Century Marks

Century Marks

Immigrant entrepreneur

Here is a headline you may not have seen: "Steve Jobs Dies: He Was the Most Famous Arab in the World." The father of the innovative head of Apple was from Syria. Jobs's parents, who weren't married, gave him up for adoption. Despite the political unrest plaguing Syria, many Syrians celebrated Jobs's accomplishments when he died. One Syrian admitted: "I think that if he had lived in Syria, he would not have been able to achieve any of this, or else he would have chosen to leave Syria" (The Lede, New York Times, October 6).

German spirits

New guidelines issued by the Evangelical (Lutheran) Church in Germany, that country's largest Protestant body, advise parishioners not to invest in companies that make hard liquor, though beer and wine producers are fine. The guidelines are meant to help investors invest their money wisely but morally in the wake of the financial crisis that has roiled world markets since 2007. The guidelines also discourage investing in companies that manufacture guns or pornography or in countries that are considered dictatorships or present a risk to the environment (RNS).

Big history

Students at Dominican University of California are required to take a sequence of four courses in Big History, a multidisciplinary approach that begins with the origins of the universe and looks ahead to the future of the planet. Half of the course covers eras prior to human history. There is a movement to teach Big History on other campuses, and the Bill and Melinda Gates Foundation has funded a project to teach it at the high school level. An Inter­national Big History Association was formed last year, and a conference and journal are to follow (Inside Higher Ed, October 7).

What the doctor ordered

The Memphis-based Methodist Le Bonheur hospital system is working with 400 churches to ensure that its patients have a support system while in the hospital and when they are discharged.

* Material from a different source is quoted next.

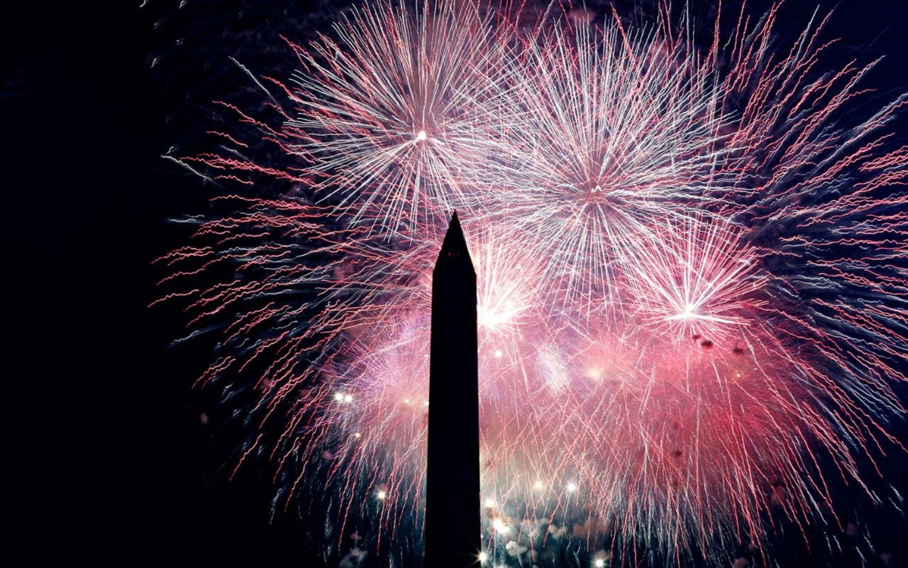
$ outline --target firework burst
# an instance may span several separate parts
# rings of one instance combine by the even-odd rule
[[[667,8],[640,29],[550,12],[353,10],[291,44],[280,125],[239,115],[282,165],[181,158],[243,188],[163,259],[167,285],[214,280],[167,296],[222,330],[200,383],[256,389],[235,462],[276,464],[275,509],[419,550],[431,269],[458,208],[489,558],[720,563],[778,515],[834,523],[832,478],[866,488],[905,413],[908,153],[883,133],[908,98],[849,122],[870,66],[817,72],[824,21],[777,51],[775,10],[702,48]],[[293,190],[257,196],[267,178]]]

Hospital staff called "navigators" work with liaisons in each congregation that is part of the Congregational Health Network to arrange for visits, transportation and follow-up care. The mortality rate for those in the program from 2007 to 2009 was 50 percent lower than for those not in it, and readmission rates were 20 percent lower. The hospital system says 70 percent of its patients belong to churches (Washington Post, October 3).

Church cover blown

As commodity prices soar, thieves are targeting British churches and other institutions, taking copper lightning rods, lead rain pipes, bronze statues, iron gates, even church bells and entire roofs. "Boom conditions in China, India and Brazil have created an incredible demand for lead and copper," said a representative of a private company that insures about 90 percent of churches in England and Wales. "Church roofs are often the target, threatening some churches with bankruptcy," she said. The price of copper came close to US$10,000 a ton earlier this year, having fallen as low as $2,825 a ton in December 2008 due to the financial crisis affecting demand (ENI).